-
Notifications
You must be signed in to change notification settings - Fork 11
Description
Hi, I'm a little confused about how to adjust the searching window for positions near the end of the sequence.
I know that these positions need to be kept for producing an equal number of strobemers as k-mers. But in sequence mapping/searching scenarios, unlike k-mers, the strobemers near the end of the sequences would be different from these in the reference sequence, because of the incomplete searching window.

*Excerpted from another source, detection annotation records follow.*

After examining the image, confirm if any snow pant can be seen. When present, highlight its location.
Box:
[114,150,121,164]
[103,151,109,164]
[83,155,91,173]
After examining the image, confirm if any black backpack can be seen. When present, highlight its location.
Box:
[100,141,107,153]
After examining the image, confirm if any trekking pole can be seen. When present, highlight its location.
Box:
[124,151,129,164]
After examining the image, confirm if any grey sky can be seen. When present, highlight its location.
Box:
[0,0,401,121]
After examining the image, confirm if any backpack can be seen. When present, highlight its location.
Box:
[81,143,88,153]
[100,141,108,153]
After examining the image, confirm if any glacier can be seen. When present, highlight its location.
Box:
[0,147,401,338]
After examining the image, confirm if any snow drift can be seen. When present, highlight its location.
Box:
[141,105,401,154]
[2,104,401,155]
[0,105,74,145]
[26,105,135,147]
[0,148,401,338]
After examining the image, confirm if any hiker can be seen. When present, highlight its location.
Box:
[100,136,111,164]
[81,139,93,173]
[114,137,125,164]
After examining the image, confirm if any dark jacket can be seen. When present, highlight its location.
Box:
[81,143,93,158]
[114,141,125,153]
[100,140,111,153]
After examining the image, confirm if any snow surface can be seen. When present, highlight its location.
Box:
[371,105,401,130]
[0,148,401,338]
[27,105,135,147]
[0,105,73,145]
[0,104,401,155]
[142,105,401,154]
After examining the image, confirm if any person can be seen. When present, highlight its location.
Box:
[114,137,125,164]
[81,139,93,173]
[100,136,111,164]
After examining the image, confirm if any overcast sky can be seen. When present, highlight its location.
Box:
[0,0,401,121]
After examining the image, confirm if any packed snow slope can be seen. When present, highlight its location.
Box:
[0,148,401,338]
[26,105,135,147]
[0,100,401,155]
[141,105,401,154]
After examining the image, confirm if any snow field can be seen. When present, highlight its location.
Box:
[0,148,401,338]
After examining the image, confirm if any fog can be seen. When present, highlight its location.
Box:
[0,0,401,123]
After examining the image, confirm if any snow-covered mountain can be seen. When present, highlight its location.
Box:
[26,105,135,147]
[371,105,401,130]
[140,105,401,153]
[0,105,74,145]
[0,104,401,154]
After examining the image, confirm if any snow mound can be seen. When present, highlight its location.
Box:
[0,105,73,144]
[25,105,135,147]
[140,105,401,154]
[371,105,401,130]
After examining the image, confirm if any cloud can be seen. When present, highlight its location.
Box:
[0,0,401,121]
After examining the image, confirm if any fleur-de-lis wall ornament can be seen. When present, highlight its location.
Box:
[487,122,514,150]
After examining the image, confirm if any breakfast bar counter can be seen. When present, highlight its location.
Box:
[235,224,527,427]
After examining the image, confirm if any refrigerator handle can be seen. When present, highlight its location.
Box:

In the function seq_to_randstrobes2_iter
:
window_p_start = p + strobe_w_min_offset if p + strobe_w_max_offset <= len(hash_seq_list) else max( (p + strobe_w_min_offset) - (p + strobe_w_max_offset - len(hash_seq_list)), p )
window_p_end = min(p + strobe_w_max_offset, len(hash_seq_list))
For positions near the end of the sequence (p + strobe_w_max_offset > len(hash_seq_list)
),
max( (p + strobe_w_min_offset) - (p + strobe_w_max_offset - len(hash_seq_list)), p )
equals to
max( len(hash_seq_list) - (strobe_w_max_offset - strobe_w_in_offset), p)
As I understand, it keeps the size of the searching window and moves the window to the left (box A in the figure below), am I right? Have you tried the way in box B?
Besides, for order 3, the windows of m2
and m3
would have some duplicated regions, is this OK?